The Democracy Campaign recently estimated that special interest groups spent $4.8 million to influence the state Supreme Court race. A spokesman for the top spender, Wisconsin Manufacturers and Commerce, insisted our estimate was inaccurate but wouldn’t say why and refused to offer up any numbers to prove it wrong. He repeated for the umpteenth time the company line that groups like WMC have a First Amendment right to keep the public in the dark about how much is spent to sway voters and where that money comes from.
In effect, those who are taking ownership of our courts and our state legislature and our governor are saying that they have a constitutional right not only to wield daggers in the political arena but also to hide under cloaks while they do it.

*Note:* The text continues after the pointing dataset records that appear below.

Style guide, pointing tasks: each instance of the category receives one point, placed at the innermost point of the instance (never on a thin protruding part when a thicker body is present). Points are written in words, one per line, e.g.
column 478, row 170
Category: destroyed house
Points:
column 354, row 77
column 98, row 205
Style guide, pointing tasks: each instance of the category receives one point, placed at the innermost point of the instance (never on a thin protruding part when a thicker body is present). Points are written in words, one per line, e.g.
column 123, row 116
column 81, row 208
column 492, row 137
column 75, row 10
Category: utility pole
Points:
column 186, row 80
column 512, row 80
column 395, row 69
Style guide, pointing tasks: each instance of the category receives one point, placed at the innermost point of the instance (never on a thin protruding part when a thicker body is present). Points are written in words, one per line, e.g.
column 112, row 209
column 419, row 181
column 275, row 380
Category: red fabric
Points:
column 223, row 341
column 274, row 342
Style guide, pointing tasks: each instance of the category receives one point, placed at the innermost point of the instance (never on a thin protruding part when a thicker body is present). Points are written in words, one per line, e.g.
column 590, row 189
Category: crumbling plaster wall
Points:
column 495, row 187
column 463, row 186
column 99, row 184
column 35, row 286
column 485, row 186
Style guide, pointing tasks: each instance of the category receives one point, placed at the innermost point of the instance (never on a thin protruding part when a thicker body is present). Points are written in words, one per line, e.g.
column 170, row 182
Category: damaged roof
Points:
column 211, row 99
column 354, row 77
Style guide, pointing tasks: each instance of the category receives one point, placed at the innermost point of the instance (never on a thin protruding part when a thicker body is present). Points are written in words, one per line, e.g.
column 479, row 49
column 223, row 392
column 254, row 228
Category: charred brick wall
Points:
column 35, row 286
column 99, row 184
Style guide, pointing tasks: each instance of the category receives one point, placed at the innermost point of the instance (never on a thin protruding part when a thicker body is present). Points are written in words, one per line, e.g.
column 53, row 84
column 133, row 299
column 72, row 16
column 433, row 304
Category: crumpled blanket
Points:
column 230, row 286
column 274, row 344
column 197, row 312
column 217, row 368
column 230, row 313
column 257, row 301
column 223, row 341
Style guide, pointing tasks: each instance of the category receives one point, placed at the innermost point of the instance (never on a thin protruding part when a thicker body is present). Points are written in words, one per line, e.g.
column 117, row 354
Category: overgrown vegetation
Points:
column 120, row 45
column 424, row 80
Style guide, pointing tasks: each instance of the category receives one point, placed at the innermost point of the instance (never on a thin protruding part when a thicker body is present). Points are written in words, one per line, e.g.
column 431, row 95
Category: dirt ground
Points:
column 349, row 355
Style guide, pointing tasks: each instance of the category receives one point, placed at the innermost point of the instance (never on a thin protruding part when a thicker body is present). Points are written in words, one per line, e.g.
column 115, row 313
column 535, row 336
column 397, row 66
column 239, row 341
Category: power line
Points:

What they also are effectively saying – over and over and over again until even people who ought to know better accept it as a universal truth – is that we have to choose between judicial independence and free speech. Or choose between open, honest government and the right to speak.
Those are false choices.
No constitutional right is absolute or unconditional. Among other things, the First Amendment guarantees freedom of the press. But ask any of the countless journalists who have been jailed or the judges who put them behind bars if there are limits to that freedom.
Or take the Second Amendment. “A well regulated militia, being necessary to the security of a free state, the right of the people to keep and bear arms, shall not be infringed.”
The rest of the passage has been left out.